Oleh : Wida Puspitosari
SuaraKita.org – Isu keberagaman seksualitas akhir-akhir ini semakin hangat diperbincangkan khalayak. Beragam pendapat muncul sebagai reaksi atas fenomena yang tidak sedikit orang menyebutnya tabu. Melihat apa yang terjadi dewasa ini, bertempat di GRHA Oikoumene, Salemba, Persekutuan Gereja-Gereja Indonesia (PGI) pada Kamis (26/5) mengadakan diskusi dengan agenda mendengarkan pendapat pakar terkait orientasi seksual dan LGBT. Acara ini dimaksudkan untuk menambah wawasan dan pencerahan bagi para pimpinan PGI mengenai isu LGBT, baik dari tinjauan, psikologis, teologis, maupun praktisi LGBT.
Pada sesi pertama, Hartoyo (Suara Kita) berkesempatan memaparkan situasi dan gerakan LGBTIQ+ di Indonesia. Menurutnya, pengetahuan masyarakat tentang seksualitas pada saat ini masih cenderung terpusat pada situasi yang biner, dimana identifikasi seksualitas hanya ditentukan oleh dua jenis kelamin, yakni laki-laki dan perempuan. Disamping itu, miskonsepsi terkait perilaku seksual dan orientasi seksual sering menjadikan LGBTIQ+ sebagai bahan olok-olok. Efek negatif atas miskonsepsi tersebut kemudian melahirkan kondisi yang secara sengaja menaruh LGBTIQ+ sebagai sekelompok orang dengan kelainan seksual dan kecenderungan sebagai pedofilia. Hal ini, tambah Hartoyo patut didefinisikan ulang guna menghindari tindakan diskriminasi yang lebih jauh lagi.
Agak berbeda dengan cara pandang Hartoyo, pendapat dr. Lahargo Kembaren Sp.KJ (psikiater) yang didasarkan pada Surat Pernyataan Sikap Pengurus Pusat Perhimpunan Dokter Spesialis Kedokteran Jiwa Indonesia yang dikeluarkan pada 19 Pebruari 2016, menunjukkan jika LGBTIQ+ bukan lagi termasuk dalam penyakit jiwa kecuali transeksual yang digolongkan sebagai Orang Dengan Gangguan Jiwa (ODGJ). Kendati demikian, hal yang menjadi dasar perhatian bagi permasalahan ini adalah munculnya ancaman-ancaman serius yang dapat menimpa kelompok LGBTIQ+ berupa stigma, perasaan depresi, bullying, perilaku seksual berisiko bunuh diri dan lain-lain.

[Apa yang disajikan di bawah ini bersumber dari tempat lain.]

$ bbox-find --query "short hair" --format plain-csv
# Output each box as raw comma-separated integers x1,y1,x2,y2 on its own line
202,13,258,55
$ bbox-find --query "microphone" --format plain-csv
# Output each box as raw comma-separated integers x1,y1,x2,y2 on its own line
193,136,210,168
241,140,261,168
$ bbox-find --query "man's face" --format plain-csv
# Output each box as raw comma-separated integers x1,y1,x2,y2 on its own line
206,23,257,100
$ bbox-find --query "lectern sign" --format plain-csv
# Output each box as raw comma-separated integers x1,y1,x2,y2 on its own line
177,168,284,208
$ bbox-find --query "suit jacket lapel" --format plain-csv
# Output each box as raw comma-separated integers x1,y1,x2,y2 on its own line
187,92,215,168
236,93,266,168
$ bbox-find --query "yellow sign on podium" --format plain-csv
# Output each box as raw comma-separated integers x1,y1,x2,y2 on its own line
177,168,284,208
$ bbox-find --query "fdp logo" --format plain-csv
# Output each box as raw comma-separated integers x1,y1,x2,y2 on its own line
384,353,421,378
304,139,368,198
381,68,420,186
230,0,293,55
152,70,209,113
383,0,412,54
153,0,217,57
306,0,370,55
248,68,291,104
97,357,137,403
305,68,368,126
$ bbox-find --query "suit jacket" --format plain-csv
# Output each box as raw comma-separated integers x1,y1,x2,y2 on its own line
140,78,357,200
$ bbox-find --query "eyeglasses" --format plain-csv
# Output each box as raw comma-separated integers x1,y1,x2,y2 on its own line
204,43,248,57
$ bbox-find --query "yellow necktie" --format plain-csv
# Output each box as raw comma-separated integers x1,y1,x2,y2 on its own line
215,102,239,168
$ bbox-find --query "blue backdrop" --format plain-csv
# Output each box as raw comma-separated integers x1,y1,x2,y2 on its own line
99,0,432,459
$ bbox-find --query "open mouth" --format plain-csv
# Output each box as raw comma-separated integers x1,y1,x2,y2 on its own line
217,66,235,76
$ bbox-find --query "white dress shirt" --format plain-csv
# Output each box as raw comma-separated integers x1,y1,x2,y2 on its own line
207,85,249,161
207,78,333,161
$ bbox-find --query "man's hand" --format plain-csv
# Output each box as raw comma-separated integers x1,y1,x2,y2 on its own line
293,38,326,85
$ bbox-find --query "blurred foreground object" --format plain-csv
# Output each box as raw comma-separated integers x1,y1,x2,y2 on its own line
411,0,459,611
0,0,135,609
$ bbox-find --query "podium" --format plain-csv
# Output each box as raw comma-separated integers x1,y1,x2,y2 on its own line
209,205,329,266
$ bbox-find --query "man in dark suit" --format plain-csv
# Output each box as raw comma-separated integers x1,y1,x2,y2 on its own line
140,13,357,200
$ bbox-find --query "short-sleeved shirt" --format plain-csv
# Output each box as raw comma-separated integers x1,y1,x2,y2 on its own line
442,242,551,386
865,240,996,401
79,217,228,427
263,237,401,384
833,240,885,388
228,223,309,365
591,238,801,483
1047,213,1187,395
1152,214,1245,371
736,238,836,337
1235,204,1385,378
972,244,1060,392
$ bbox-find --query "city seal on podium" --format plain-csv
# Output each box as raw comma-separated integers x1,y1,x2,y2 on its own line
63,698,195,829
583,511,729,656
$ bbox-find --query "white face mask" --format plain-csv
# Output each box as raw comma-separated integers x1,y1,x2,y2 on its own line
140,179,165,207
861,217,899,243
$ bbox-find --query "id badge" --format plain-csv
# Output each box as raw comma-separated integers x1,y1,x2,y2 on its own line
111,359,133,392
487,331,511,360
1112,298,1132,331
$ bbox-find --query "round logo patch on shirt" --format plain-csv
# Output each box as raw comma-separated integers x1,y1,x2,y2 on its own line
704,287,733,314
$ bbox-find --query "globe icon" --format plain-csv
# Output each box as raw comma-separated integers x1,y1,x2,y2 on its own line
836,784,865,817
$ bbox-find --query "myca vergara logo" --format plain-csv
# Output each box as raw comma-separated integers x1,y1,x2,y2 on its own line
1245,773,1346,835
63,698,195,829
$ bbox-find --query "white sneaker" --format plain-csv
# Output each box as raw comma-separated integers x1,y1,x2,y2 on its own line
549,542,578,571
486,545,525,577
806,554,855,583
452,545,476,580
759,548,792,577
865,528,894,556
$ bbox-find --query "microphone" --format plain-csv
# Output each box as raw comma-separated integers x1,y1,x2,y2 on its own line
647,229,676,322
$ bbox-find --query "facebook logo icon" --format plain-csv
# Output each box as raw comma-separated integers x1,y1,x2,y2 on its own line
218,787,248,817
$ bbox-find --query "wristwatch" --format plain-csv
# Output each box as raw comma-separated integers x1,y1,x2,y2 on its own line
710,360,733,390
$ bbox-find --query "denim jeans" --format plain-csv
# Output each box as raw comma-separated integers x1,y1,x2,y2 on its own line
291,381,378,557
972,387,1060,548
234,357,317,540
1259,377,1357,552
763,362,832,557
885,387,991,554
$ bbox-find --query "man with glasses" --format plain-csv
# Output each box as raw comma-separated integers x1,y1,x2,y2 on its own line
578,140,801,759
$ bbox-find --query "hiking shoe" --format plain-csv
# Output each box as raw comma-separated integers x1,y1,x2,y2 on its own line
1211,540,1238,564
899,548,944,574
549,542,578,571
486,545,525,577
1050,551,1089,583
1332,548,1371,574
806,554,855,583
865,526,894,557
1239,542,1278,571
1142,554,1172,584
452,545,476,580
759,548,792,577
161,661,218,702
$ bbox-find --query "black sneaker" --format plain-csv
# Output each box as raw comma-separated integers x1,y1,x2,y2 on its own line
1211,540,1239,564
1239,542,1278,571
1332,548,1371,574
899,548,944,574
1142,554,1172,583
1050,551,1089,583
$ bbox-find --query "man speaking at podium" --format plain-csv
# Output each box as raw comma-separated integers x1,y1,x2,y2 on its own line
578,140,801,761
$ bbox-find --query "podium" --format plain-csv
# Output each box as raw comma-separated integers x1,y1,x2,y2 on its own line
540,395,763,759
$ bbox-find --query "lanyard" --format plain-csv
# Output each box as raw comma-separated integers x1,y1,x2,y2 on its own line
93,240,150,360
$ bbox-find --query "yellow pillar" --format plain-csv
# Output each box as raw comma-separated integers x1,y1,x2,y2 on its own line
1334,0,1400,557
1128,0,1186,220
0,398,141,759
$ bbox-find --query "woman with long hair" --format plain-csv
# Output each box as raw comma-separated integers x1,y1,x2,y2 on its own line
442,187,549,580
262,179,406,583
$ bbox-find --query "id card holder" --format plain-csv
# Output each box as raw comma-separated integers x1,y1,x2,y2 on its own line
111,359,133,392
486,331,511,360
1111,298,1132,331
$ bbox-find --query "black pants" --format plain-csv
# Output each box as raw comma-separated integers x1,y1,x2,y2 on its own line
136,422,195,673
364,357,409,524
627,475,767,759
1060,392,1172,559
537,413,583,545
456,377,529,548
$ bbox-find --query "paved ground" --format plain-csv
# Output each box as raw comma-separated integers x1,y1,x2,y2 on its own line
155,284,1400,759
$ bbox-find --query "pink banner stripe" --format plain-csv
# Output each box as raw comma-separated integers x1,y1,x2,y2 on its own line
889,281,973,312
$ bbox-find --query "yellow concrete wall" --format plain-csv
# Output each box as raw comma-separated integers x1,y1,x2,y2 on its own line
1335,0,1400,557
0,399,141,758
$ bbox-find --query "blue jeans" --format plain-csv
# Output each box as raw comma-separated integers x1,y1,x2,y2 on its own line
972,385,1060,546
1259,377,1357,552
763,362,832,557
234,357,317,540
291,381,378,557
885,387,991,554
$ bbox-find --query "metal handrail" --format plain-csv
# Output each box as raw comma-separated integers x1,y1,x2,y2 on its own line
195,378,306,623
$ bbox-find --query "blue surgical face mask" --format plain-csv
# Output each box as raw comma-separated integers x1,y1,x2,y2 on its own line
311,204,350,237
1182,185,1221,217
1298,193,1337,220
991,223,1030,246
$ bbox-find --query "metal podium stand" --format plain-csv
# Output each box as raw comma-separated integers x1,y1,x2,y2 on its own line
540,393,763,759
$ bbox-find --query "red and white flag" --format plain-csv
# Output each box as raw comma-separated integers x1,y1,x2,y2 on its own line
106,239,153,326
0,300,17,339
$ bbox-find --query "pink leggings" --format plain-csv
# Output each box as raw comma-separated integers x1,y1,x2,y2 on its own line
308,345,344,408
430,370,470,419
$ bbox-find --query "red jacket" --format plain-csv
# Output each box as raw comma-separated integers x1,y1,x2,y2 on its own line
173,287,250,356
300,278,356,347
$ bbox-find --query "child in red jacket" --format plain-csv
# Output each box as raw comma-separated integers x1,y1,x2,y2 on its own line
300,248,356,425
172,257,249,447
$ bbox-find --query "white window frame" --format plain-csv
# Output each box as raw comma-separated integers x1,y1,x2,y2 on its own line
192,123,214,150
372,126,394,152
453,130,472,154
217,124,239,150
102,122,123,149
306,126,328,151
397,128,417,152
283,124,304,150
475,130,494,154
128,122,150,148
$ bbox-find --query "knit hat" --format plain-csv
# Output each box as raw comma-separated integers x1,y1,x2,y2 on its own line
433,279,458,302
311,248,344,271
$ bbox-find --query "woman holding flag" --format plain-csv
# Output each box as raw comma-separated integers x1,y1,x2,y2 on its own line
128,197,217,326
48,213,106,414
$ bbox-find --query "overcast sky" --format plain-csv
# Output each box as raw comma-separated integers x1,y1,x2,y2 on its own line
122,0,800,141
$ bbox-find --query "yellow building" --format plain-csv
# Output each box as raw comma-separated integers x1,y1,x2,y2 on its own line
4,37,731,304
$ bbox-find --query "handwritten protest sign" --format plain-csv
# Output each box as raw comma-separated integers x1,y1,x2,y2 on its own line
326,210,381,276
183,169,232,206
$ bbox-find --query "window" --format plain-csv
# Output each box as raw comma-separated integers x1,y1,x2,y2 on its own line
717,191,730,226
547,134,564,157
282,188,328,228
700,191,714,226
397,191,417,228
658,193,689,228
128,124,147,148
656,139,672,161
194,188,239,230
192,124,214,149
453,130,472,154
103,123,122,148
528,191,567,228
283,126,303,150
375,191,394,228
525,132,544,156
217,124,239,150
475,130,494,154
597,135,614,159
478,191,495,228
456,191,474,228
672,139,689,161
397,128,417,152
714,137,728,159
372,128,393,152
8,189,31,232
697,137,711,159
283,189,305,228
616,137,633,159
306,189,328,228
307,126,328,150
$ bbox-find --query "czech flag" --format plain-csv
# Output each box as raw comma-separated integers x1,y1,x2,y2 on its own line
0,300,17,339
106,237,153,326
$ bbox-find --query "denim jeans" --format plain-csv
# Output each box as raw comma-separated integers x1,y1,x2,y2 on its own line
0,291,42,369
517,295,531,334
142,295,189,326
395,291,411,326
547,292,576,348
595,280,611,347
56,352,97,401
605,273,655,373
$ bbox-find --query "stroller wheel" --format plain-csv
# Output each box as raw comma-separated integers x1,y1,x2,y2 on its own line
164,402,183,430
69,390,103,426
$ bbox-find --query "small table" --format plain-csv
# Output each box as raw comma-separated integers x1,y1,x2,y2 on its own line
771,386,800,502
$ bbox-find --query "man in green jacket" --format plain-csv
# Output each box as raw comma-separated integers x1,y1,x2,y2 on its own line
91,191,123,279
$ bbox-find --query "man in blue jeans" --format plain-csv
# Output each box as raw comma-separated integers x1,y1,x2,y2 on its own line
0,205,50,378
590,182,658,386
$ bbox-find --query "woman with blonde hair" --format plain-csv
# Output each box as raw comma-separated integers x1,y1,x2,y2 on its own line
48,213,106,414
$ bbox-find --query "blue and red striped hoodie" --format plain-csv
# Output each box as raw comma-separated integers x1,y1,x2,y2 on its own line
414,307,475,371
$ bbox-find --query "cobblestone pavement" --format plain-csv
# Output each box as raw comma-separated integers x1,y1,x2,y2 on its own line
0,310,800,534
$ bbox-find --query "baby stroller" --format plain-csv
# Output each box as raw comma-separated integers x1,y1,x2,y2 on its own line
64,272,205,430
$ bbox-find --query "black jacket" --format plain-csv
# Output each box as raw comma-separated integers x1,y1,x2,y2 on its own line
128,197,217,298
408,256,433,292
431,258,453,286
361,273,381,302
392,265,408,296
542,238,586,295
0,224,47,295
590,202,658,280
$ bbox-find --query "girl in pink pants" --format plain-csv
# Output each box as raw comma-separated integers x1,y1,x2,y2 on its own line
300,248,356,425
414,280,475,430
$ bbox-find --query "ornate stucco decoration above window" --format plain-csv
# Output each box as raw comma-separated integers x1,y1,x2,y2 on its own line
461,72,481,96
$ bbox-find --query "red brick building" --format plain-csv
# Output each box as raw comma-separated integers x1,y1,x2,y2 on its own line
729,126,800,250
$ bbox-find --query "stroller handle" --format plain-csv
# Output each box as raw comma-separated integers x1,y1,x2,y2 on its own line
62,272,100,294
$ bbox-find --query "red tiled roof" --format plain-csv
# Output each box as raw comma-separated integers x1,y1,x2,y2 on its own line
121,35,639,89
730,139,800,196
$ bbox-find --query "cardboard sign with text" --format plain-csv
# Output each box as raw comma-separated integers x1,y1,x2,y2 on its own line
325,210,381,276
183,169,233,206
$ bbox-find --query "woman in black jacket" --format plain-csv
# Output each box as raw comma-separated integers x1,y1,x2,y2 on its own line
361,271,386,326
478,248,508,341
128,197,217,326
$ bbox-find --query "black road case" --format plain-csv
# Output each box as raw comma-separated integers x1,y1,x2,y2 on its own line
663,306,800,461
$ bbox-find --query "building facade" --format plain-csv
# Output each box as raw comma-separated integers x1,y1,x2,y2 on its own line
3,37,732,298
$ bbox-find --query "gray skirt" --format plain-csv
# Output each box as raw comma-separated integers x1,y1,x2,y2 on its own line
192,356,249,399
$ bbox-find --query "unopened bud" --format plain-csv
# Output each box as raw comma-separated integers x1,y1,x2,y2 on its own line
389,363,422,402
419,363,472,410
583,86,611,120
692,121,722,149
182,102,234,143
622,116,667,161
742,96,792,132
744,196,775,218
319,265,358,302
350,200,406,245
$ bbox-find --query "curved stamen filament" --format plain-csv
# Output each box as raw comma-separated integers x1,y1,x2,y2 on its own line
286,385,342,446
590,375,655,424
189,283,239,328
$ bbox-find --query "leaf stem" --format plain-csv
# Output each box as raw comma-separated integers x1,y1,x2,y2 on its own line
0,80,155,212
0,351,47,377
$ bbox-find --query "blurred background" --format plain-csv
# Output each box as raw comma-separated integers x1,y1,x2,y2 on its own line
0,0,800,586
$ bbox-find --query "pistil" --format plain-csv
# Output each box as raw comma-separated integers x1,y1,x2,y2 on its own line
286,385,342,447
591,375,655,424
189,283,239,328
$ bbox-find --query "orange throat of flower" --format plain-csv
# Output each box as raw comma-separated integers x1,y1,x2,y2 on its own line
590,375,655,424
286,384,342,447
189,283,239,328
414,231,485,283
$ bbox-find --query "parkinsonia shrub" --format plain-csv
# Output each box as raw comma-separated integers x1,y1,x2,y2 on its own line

Dukungan lembaga agama, dalam hal ini PGI, menurut Hartoyo memiliki peran yang cukup penting dalam memberikan advokasi pada korban kekerasan atas nama orientasi seksual melalui tafsir-tafsir ulang teks-teks yang berkaitan dengan homoseksual dengan menempatkan manusia setara di depan Tuhan tanpa perlu menghakimi, memberikan pendidikan keberagaman seksualitas pada pemimpin agama, mengembangkan shelter-shelter bagi kelompok LGBTIQ+ yang mengalami kekerasan oleh keluarga dan membangun jaringan antar umat beragama untuk tidak melakukan diskriminasi.
Di akhir acara, diskusi ini ditutup oleh diskusi panjang yang diikuti oleh pendeta-pendeta dan utusan gereje-gereja seluruh Indonesia. Beberapa pendapat dan kritik rupanya banyak dilayangkan kepada kajian ilmu kejiwaan yang secara sepihak kerap kali mendefinisikan penyakit jiwa seseorang. Disamping itu, PGI juga sepakat untuk menggalang gerakan perdamaian anti kekerasan dan anti diskriminasi sebagai gerakan lintas isu, baik secara kelompok maupun masyarakat sipil.